組合事務所の伊藤氏と渡辺氏。PCやデジタル化に詳しい伊藤氏の提案をきっかけに導入が進められました

【課題】①現場の報告精度の向上②回収員と組合事務所双方の業務負担の軽減

 ごみの回収業務を行っていると、市で収集運搬や処分できないものが家庭ごみとして出されてしまうケースがあります。回収員はそうしたごみを「違反物」として違反シールを貼り、回収業務終了後に組合事務所へ立ち寄って①違反物の種類②発見場所の報告をお願いしていました。組合事務所は各作業員から聞き取った報告を資料にまとめて市へ報告します。ところが100か所以上もの回収場所を回ったあとの報告ですから、回収員も違反物の発見場所を忘れてしまったり、報告された住所が誤っていたりと、正確な発見場所の特定に苦労することがありました。

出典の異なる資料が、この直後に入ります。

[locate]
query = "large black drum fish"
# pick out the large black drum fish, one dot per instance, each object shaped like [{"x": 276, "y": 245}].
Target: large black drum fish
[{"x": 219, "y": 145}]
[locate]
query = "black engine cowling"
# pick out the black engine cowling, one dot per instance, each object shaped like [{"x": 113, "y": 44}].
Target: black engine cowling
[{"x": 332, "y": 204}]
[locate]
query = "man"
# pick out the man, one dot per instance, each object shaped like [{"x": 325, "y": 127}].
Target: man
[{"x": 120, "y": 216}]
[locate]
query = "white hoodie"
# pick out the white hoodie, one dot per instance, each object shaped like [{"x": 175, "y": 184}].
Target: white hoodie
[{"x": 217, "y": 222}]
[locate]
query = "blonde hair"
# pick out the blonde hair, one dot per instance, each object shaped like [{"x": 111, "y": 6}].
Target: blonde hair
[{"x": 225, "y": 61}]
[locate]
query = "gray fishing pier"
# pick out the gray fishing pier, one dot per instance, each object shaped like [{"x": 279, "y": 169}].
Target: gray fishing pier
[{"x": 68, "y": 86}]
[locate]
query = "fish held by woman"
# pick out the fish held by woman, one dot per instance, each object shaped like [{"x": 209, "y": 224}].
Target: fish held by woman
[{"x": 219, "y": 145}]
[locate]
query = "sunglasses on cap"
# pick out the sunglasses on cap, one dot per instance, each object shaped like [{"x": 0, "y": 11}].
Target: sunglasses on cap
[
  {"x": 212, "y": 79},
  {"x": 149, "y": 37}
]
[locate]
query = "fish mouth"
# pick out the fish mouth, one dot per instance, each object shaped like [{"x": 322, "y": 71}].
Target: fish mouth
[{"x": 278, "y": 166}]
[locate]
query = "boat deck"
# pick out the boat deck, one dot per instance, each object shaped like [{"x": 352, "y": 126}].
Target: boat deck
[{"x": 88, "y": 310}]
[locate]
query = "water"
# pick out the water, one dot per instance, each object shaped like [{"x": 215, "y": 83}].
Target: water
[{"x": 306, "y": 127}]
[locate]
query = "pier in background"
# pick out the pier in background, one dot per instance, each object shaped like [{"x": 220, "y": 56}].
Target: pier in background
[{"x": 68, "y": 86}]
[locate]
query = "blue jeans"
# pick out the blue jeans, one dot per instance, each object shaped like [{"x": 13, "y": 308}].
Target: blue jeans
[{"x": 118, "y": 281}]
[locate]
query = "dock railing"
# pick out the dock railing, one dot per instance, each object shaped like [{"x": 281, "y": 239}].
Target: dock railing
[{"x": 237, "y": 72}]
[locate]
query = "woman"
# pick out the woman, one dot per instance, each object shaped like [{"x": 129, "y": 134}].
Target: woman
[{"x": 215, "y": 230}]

  また、回収員が違反物かどうか判断に迷うことがあります。この場合には回収員の報告をもとに組合事務局が判断するわけですが、回収員の説明だけでは組合事務局も判断が難しいことがありました。報告時に現場の判断が誤っていた場合は、回収員が現場に戻って違反シールの貼り直しや回収の必要が出てくる等、負担になっていました。

【導入】「LINE WORKS」と「スタンプカメラ」を導入

 ごみの違反物指導業務をどうにか効率化できないか考えていたときに、ちょうど組合員で報告業務に「LINE」と撮影すると自動で撮影場所の住所・地図が写真に入る「スタンプカメラ」アプリを使っている話を聞いて、このやり方を参考に組合での導入を検討し、回収員と組合事務局との連絡手段に「LINE WORKS」のフリープランを導入しました。  LINEと違って管理者機能があるLINE WORKSは、管理者がメンバーの登録・削除や誰が既読済か把握できるので、未読者へのフォローがしやすく、業務に便利な機能が備わっていて使いやすいです。プライベート利用のLINEとビジネス利用のLINE WORKSとで分けて使える点も決め手でした。

【効果】組合業務の効率化と回収員の業務負担の軽減に

 最初は少ない人数から始めて、徐々に声がけしながらLINE WORKSの利用者を増やしていきました。回収員は違反物を撮影して写真をLINE WORKSで送るだけで報告が済みますし、回収員側で違反物の判断に迷ったときも写真付きLINE WORKSに相談が来るので、組合事務局で正確に素早い判断ができるようになって大幅に精度が上がりました。実際に利用している回収員からも好評です。報告のとりまとめも随時できるので組合の業務の効率化にも繋がりました。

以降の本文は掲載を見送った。